Richie Mo’unga’s stats show he doesn’t have much of an advantage


A few seasons ago I exchanged messages on these forums with our pundit and Dean Brett McKay about the need for rugby media to not only entertain but also educate.

Our game is far too complicated for its own good and provides its own barrier to new entrants, which the rival sport of rugby league has on us in spades.

To capture the new fan, we don’t really have the fan-boy commentary we see when the Brumbies or the Blues play at home, and we all know who the culprits are for those, but in 80 minutes, l Opportunity is here to improve the knowledge of current fans and make things like scrums, mauls and why dropped passes are generally a bad thing just a bit clearer.

One of the reasons I love writing here on the roar is that people live up to their expert designations, good observations, clearly defined, well defended with examples and figures and well explained on the whole, while local biases are acknowledged and evident.

I understand the reasons for the networks, and they are the people who pay most of the revenue from the product after all, for wanting things to be exciting (even if they aren’t) and for commentators to create heroes and hype major parts.

But surely there’s a duty to the existing audience to get it right, to be accurate, to have done their homework, and to improve the show for informed, long-term support. After all, we’re the people who pay for the merchandise, drive or travel miles to keep up with our teams (and take that commitment internationally), and, of course, we’re the people who pay for the TV subscriptions who do it all. possible in the first place.

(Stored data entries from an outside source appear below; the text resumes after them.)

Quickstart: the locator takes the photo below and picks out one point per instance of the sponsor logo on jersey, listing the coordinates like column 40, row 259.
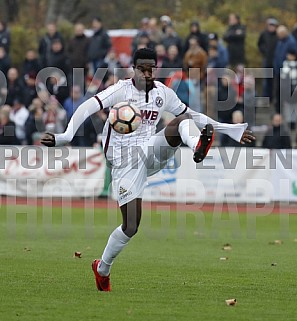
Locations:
column 149, row 116
column 159, row 101
column 122, row 190
column 123, row 193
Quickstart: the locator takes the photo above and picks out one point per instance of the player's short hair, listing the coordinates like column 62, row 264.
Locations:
column 144, row 53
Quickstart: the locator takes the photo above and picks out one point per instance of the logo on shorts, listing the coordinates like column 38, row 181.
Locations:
column 122, row 190
column 159, row 101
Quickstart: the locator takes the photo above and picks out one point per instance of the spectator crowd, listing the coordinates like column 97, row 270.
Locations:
column 207, row 73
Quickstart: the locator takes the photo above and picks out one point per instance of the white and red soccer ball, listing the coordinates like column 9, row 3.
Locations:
column 124, row 118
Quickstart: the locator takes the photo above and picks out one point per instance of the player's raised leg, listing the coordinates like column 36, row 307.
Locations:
column 183, row 129
column 119, row 238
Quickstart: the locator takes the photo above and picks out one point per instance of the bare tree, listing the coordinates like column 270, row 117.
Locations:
column 12, row 7
column 52, row 11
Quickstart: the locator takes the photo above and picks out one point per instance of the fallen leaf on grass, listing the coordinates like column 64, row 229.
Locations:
column 77, row 254
column 227, row 247
column 231, row 301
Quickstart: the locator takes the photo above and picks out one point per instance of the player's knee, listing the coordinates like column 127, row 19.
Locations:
column 131, row 230
column 182, row 117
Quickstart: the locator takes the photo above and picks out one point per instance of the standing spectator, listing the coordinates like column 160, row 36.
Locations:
column 30, row 64
column 183, row 86
column 93, row 128
column 30, row 89
column 45, row 44
column 226, row 141
column 15, row 88
column 195, row 31
column 286, row 42
column 34, row 124
column 57, row 86
column 288, row 78
column 4, row 37
column 100, row 44
column 7, row 127
column 5, row 61
column 196, row 58
column 154, row 31
column 249, row 100
column 114, row 66
column 171, row 38
column 57, row 57
column 171, row 61
column 73, row 101
column 143, row 31
column 165, row 21
column 143, row 41
column 277, row 136
column 294, row 31
column 78, row 48
column 227, row 98
column 235, row 39
column 215, row 61
column 55, row 118
column 222, row 59
column 266, row 44
column 19, row 115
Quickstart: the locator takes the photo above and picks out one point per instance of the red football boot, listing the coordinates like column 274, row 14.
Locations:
column 204, row 143
column 102, row 282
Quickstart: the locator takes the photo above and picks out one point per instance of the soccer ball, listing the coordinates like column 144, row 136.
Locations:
column 124, row 118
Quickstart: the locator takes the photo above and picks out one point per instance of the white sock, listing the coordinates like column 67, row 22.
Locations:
column 116, row 242
column 189, row 133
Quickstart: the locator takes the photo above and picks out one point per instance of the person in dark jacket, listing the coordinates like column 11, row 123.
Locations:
column 34, row 123
column 172, row 38
column 195, row 31
column 100, row 44
column 5, row 61
column 226, row 141
column 15, row 87
column 266, row 44
column 45, row 43
column 222, row 52
column 57, row 57
column 277, row 136
column 4, row 37
column 170, row 62
column 235, row 39
column 31, row 63
column 286, row 42
column 77, row 50
column 7, row 127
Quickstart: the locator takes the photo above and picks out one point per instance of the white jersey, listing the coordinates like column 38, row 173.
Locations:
column 160, row 99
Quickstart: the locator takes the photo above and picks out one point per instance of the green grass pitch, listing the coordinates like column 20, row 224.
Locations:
column 170, row 271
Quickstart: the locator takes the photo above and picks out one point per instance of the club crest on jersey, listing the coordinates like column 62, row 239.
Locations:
column 159, row 101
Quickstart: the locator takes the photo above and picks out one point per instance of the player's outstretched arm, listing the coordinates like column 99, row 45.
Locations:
column 238, row 132
column 48, row 140
column 85, row 110
column 247, row 137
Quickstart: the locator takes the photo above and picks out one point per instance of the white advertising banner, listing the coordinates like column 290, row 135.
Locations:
column 226, row 175
column 284, row 174
column 36, row 171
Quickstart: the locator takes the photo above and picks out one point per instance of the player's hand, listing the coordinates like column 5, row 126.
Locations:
column 48, row 140
column 247, row 137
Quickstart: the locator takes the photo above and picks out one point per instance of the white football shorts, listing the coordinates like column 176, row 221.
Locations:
column 129, row 176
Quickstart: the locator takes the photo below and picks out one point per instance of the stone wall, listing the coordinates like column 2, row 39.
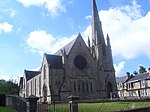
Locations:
column 16, row 102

This week I heard a series of claims from an individual accepted as one of New Zealand’s leading rugby commentators – I don’t see the point in naming the individual, but he is in every living room of rugby supporter (or living room, depending on where you live) – this was so far from what most people’s eyes will tell them that I wonder if there is a performance review or a challenge process, or let we broadcasters simply gossip about their views, unembarrassed by accuracy?

This example is particularly timely, because in my last article on Scott Robertson and Leon MacDonald’s various game plans against the Brumbies, I noted that some Opta stats on Richie Mo’unga’s running numbers had been released. on Twitter and that they were of such a degree that they were worth developing in a separate article before the final series.

The occasion is so timely that they are a fine example of our leading commentators’ need for precision.
On The breakdown this week, said protagonist made two observations.

The first was that Mo’unga lost his running game, and the second that his distribution was poor, sitting in the pocket and supported before going very sideways. No matter who your favorite All Blacks 10 shirt player is later this year, you have to step out on a very long branch to come to those conclusions.

A review of the current game’s claim just doesn’t match the numbers published by Mo’unga, and I said that was a big deal and deserved further investigation.

Opta stats showed Mo’unga was No. 4 in tackle busts for the season so far; add in Super Rugby stats which currently put him fifth in defenders beaten and eighth in total offloads.

Note in the tackle busts that what our eyes tell us is true and Moana Pasifika’s Timoci Tavatavanawai leads the table.

Now back to the aptness of those who entertain us and inform us about our great sport.

It’s fair to say that I think the raw numbers tell the story of a player having a great season with the ball in hand.

But the key factor for me is that in each of those categories, which are usually dominated by wings and full-backs, Mo’unga is the top five-eighth of the entire competition represented on one of those top ten.

(Photo by Kai Schwoerer/Getty Images)

The only No. 10 – if he’s having a bad season with his running game, then that’s not a good look for anyone else. Conclusive and indisputable, I think.

The claim that his distribution game is also below standard also soon crumbles.

A quick glance at the list of top try scorers shows Leicester Fainga’anuku leading with ten, and Sevu Reece and Will Jordan tied for second with eight each. Either Bryn Hall has developed one hell of a pass since last season or the Crusaders inside backs are doing a really good job of distributing the ball at full-back and to the wingers.

Just for the final nail in the coffin of our comment man’s claims, rugbypass.com has Richie Mo’unga’s assists since the start of the year at 20!

Some would say that the state of being wrong is an absolute, but there are clearly varying degrees of error. It is wrong, for example, to describe a tomato as a vegetable, but it is even more wrong to describe it as a battleship.

The statements made above are firmly in the “tomato is a battleship” category.

We are the paying audience, the support core of the TV networks – we should get better, more accurate and better sightings.

A final observation.

Our game is changing rapidly, changes in law and tactics can seriously deliver a game that is vastly different, almost year on year, so why do we persist in bringing out guys who have played a game so different from the fare? today that it is almost irrelevant?

One of the reasons I appreciate comments from Ruby Tui and Honey Hireme when solicited is the recency of their playing careers.

Maybe it’s time to update the guys side of the commentary desk with some players who played the game when there was no lace in the ball.